I've got the transition part down as the play moves into the zone. Best example I can think of is when the face-off is in the circles. It's close, you need to adopt a ready stance. Some goalies are wide legged, some are squatting, some are really bent over - despite it being a "what's best and comfortable for me" approach, you have to wonder what is more effective.

As @Mroy31 pointed out, Carey did change his stance width to have better push-offs.

Being too narrow won't allow for a good b-fly drop or slide, too wide will leave you weak on the push.

Lets not forget the strain for the less flexible ones here.

Growing up as what we now would call a 'hybrid' goalie, I see the transition as the perhaps the most important part of the equation. It's no wonder that guys don't just blast off slappers from the slot much any more - a goalie that is gradually taking away bits and pieces of the net from the puck's angle is much better prepared for anything than a single 48"x24" block of net. Maybe I'm seeing this wrong...

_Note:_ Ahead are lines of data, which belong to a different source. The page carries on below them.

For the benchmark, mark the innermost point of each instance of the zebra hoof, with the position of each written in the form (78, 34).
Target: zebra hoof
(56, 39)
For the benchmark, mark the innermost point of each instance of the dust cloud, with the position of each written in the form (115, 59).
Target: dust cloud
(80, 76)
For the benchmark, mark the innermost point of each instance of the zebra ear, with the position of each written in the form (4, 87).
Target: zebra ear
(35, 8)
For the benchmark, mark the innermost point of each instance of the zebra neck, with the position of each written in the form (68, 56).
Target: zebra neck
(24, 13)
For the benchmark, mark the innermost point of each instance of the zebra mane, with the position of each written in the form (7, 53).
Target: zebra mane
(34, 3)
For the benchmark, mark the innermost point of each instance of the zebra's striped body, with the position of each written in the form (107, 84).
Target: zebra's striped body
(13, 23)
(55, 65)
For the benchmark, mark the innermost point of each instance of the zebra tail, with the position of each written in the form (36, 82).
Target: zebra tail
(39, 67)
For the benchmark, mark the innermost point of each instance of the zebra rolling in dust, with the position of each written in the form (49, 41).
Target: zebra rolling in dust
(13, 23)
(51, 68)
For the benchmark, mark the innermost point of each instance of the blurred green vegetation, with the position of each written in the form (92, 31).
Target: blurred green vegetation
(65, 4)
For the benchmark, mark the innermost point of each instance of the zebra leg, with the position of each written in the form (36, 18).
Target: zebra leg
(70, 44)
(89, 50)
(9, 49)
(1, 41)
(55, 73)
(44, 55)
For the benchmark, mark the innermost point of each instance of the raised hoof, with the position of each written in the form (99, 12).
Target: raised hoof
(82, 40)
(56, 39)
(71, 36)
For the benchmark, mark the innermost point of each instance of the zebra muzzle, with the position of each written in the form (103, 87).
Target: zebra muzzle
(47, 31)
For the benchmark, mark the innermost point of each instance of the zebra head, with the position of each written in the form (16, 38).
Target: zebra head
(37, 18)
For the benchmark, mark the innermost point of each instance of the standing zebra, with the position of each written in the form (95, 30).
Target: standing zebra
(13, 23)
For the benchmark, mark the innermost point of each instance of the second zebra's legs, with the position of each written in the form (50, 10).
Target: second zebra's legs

In what could be classified as a normal situation (not a breakaway, below-goal line play, 3-0, etc.) I have stood up taller as I have gotten older. I also have decreased how far out I will move from the crease. I try to go no more than 18 inches from the top of the crease, but also I try not to fall back in the crease with as much speed and urgency. As the play transitions into the zone, the same transition rules apply. However, I would rather economize movement and angles to better read the play. I also concentrate on better quality skating and footwork over the quantity of either. I've never had amazing ROM in my hips, so my butterfly is not very good. I have for years and continue to work on ROM in order to keep what I have. As a result of my narrower stance and poor ROM, I have chosen to concentrate on '"active ROM", so strength and control at the end of my mobility range. I sometimes surprise myself when I make a pad save that requires a good amount of hip internal rotation. Believing that I can do it if I put the work in before is perhaps the biggest hurdle.